Quando olhei para minha mãe, lá estava ela implorando para que eu aceitasse, ela sabia que ele tinha pouco tempo e estava esperando somente isso para poder partir em paz.
"Eu aceito, papai. Vou governar Karilink, assim como o senhor deseja", a carga emocional era avassaladora.

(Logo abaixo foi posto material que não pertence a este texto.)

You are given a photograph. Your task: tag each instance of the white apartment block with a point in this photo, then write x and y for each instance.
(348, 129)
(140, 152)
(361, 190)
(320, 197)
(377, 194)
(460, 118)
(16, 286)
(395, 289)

"Que felicidade ouvir isso. Só tem uma condição, para assumir Karilink, você deve estar casado, ter uma esposa ao seu lado."
"Casado? Mas eu…"
"Lemi, acho que não é tão ruim um casamento? Deixe seu pai feliz, meu filho", mamãe se junta a mim e sussurra em meu ouvido. "Não sabemos quanto tempo ele tem, ele quer passar Karilink para você ainda em vida."
Essa condição adicionou ainda mais peso à minha decisão. Eu jamais imaginei que minha vida tomaria esse rumo, que eu seria colocado diante de uma encruzilhada tão difícil. A responsabilidade de escolher um caminho que determinaria o restante de minha trajetória era avassaladora.
Agora, diante dessa exigência de casamento, meu coração se enche de incertezas e angústias. O destino me coloca à prova mais uma vez, me obrigando a confrontar meus desejos e anseios mais profundos. Será que sou capaz de aceitar esse fardo e me tornar o governante que meu pai espera que eu seja? Ou devo abrir mão e
trazer a infelicidade de um homem doente que quer morrer em paz, sabendo que o povo está em boas mãos?
As lágrimas começam a rolar pelo meu rosto enquanto encaro as consequências dessa escolha iminente. Será que, algum dia, encontrarei um equilíbrio entre meu dever para com meu pai e a busca por minha própria realização? A resposta ainda permanece obscura, mas sei que, para decidir meu destino, preciso encarar de frente a realidade e dar espaço às minhas próprias paixões e desejos.
O futuro se desdobra diante de mim, repleto de desafios e escolhas difíceis. A resposta está prestes a se revelar, e somente eu posso encontrar a coragem para seguir em frente.
"Eu vou me casar, papai. Vou encontrar uma esposa e tomar conta do país, fazendo a sua vontade", ouço a voz de minha mãe agradecendo a Alá por minha decisão. "Agora eu preciso encontrar uma noiva que esteja disposta a se casar com um manco e ter sua vida presa à minha", desta vez, quem sussurrou as palavras fui eu.